Golput Sebagai Bentuk Kepedulian
Cap apatis yang diberikan kepada golput memberikan kesan golput adalah orang yang tidak peduli dengan nasib bangsa. Padahal, jika dipelajari lebih lanjut, aktivis golput merupakan aktivis yang giat mengadvokasi warga untuk keperluan hidup mereka.
Tujuan dari golput adalah untuk membuka mata, telinga, dan hati para pemangku jabatan bahwa suara golput tidak terwakilkan. Selain itu, golput juga merupakan bentuk ketidakpuasan dari sistem yang ada sekarang.
Tujuan yang sebenarnya sangat sederhana tersebut sering dinyinyiri oleh kelompok anti-golput. Mereka sering menyindir golput yang ogah masuk sistem untuk mengubah kebijakan yang mereka perjuangkan. Ada juga yang melarang golput untuk melakukan protes terhadap kebijakan pejabat terpilih karena tidak ikut menyumbangkan suaranya.
Sebenarnya, dua sindiran tersebut dapat dijawab dengan satu pertanyaan: Siapa yang memegang mandat tertinggi dalam pemerintahan demokrasi Indonesia?
Jawabannya tentu rakyat. Pemberian mandat dari rakyat kepada orang-orang yang dianggap mampu dilakukan lima tahun sekali melalui Pemilu. Di luar Pemilu, rakyat harus proaktif untuk mengawal dan mengawasi kebijakan yang dilakukan oleh wakil rakyat. Bentuk pengawalan dan pengawasan tersebut bisa berupa advokasi kepada warga yang terdampak kebijakan yang merugikan mereka sampai demonstrasi menuntut kebijakan yang menguntungkan rakyat banyak.
Jadi, untuk mengubah sistem yang ada, aktivis golput tidak perlu lagi masuk ke sistem, karena mereka sendiri merupakan puncak tertinggi dari sistem tersebut (rakyat).

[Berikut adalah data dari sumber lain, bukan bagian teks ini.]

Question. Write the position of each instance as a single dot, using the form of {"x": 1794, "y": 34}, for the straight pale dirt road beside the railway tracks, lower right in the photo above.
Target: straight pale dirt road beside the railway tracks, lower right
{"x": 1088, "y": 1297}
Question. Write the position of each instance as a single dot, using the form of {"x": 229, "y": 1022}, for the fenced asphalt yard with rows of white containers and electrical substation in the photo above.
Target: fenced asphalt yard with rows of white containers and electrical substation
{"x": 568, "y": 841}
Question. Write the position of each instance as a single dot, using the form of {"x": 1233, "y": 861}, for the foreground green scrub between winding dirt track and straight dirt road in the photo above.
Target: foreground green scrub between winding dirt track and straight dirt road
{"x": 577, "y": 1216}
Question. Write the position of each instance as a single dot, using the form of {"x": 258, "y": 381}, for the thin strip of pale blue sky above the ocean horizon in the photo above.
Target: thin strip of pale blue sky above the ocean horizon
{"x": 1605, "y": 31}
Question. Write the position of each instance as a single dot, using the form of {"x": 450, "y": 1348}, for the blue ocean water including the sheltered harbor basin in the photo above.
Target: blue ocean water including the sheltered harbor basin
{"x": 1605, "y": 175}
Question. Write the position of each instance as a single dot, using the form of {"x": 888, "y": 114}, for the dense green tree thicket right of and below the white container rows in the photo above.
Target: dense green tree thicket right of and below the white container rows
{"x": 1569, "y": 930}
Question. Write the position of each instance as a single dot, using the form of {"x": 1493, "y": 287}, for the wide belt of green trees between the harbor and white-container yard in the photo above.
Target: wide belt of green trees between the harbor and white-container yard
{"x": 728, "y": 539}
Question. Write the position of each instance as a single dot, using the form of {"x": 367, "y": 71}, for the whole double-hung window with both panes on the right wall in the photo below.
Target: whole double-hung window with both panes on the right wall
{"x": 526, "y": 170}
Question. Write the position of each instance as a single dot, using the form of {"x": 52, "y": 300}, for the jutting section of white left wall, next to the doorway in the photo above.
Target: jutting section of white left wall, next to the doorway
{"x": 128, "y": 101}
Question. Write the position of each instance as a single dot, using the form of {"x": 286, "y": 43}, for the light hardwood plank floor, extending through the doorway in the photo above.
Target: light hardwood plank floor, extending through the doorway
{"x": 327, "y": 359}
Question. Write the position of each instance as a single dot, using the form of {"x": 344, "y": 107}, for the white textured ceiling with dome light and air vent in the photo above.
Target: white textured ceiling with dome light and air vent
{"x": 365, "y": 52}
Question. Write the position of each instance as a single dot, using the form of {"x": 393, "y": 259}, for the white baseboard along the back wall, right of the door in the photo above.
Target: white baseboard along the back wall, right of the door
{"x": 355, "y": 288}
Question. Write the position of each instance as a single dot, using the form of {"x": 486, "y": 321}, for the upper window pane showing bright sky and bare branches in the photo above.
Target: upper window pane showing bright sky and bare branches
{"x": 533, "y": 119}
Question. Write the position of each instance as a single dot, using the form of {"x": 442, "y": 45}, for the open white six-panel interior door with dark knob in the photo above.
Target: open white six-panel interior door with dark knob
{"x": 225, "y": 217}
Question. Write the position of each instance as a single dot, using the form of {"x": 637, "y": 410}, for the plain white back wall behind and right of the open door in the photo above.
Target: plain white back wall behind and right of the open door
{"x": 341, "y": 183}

Pandangan yang menyatakan bahwa untuk mengubah kebijakan harus masuk ke sistem legislatif atau eksekutif merupakan pernyataan yang dibuat oleh elit politik yang tidak ingin kursinya digeser oleh rakyat yang notabenenya adalah atasan mereka.

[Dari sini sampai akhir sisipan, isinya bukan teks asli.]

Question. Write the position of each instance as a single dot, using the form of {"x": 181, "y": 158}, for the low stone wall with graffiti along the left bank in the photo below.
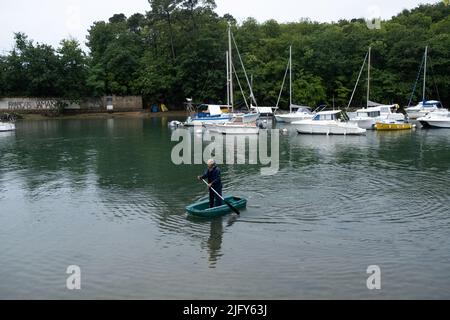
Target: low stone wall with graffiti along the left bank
{"x": 42, "y": 105}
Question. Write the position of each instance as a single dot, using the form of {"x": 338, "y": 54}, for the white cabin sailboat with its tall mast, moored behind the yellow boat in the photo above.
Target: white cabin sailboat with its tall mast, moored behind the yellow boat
{"x": 374, "y": 113}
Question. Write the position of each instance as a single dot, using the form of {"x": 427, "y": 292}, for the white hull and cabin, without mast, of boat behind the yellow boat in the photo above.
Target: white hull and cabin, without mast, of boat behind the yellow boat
{"x": 368, "y": 117}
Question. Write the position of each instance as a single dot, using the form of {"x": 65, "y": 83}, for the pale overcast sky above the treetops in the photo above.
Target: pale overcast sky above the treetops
{"x": 49, "y": 21}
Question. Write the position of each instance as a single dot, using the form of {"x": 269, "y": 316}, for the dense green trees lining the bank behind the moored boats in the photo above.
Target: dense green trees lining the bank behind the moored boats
{"x": 177, "y": 50}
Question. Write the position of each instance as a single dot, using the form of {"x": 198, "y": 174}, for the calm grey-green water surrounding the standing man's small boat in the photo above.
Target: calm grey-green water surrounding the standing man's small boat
{"x": 104, "y": 195}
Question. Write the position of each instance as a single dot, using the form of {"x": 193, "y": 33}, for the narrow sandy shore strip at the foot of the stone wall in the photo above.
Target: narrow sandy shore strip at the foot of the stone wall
{"x": 139, "y": 114}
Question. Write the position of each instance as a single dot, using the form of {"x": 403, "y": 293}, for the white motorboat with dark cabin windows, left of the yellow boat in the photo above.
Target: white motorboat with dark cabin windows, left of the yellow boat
{"x": 328, "y": 123}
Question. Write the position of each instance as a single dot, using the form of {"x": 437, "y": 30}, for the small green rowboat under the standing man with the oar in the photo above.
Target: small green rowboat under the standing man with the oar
{"x": 202, "y": 209}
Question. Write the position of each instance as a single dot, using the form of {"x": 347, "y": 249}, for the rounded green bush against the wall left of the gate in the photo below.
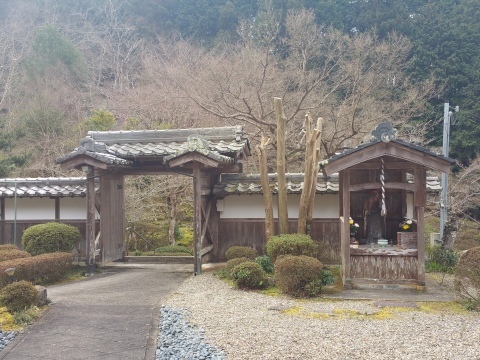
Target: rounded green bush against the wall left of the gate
{"x": 49, "y": 238}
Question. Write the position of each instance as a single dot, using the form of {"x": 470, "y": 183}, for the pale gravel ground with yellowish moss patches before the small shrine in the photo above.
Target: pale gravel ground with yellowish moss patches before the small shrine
{"x": 249, "y": 325}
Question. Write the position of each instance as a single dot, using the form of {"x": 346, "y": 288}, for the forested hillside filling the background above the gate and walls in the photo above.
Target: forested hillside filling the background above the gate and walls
{"x": 68, "y": 66}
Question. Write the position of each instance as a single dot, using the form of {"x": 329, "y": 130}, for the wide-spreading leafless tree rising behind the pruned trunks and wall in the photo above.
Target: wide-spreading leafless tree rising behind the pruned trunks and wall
{"x": 355, "y": 82}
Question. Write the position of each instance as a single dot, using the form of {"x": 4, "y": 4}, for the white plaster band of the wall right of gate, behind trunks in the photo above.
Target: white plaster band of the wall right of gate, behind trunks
{"x": 252, "y": 207}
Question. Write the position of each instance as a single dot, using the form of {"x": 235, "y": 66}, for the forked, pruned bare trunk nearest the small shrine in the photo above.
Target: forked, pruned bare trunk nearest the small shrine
{"x": 310, "y": 175}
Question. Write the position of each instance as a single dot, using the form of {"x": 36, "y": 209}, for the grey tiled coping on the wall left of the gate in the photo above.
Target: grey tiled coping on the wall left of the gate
{"x": 43, "y": 187}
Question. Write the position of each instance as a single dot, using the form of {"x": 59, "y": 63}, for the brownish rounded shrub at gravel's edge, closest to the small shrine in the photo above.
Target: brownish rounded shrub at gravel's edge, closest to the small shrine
{"x": 299, "y": 276}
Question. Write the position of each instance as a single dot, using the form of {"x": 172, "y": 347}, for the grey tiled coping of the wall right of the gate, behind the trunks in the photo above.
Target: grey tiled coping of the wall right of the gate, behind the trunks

Kedudukan rakyat yang berada di atas pemangku jabatan legislatif dan eksekutif pulalah yang melegitimasi hak protes rakyat kepada calon terpilih nantinya. Entah seseorang ikut memilih atau tidak, memberikan suara yang sah atau tidak, setiap rakyat memiliki hak untuk mempertanyakan kebijakan yang dikeluarkan oleh pejabat terpilih.
Akhir kata, saya hanya ingin menekankan bahwa golput merupakan pilihan. Golput merupakan pasangan capres nomor 03, parpol nomor 21, calon legislatif DPD nomor 99 dan lain sebagainya. Selama mereka menginginkan perubahan untuk Indonesia yang lebih baik, suara mereka harus didengar. Sikap mereka tidak boleh diintimidasi karena intimidasi merupakan hal yang kontra demokrasi.
Daripada sibuk menghujat sikap golput yang idealis, bukankah lebih baik mengingatkan teman kita yang masih apatis? Mari kita mengingatkan mereka yang melihat negeri kita sedang tidak baik-baik saja, namun malah menyerah dengan sistem politik intrik yang sudah kadung membudaya. Sadarlah bahwa kekuasan tertinggi di negeri demokrasi ada di tangan rakyat, bukan di tangan para politisi yang doyan menggoda konstituen untuk lima tahun mandat.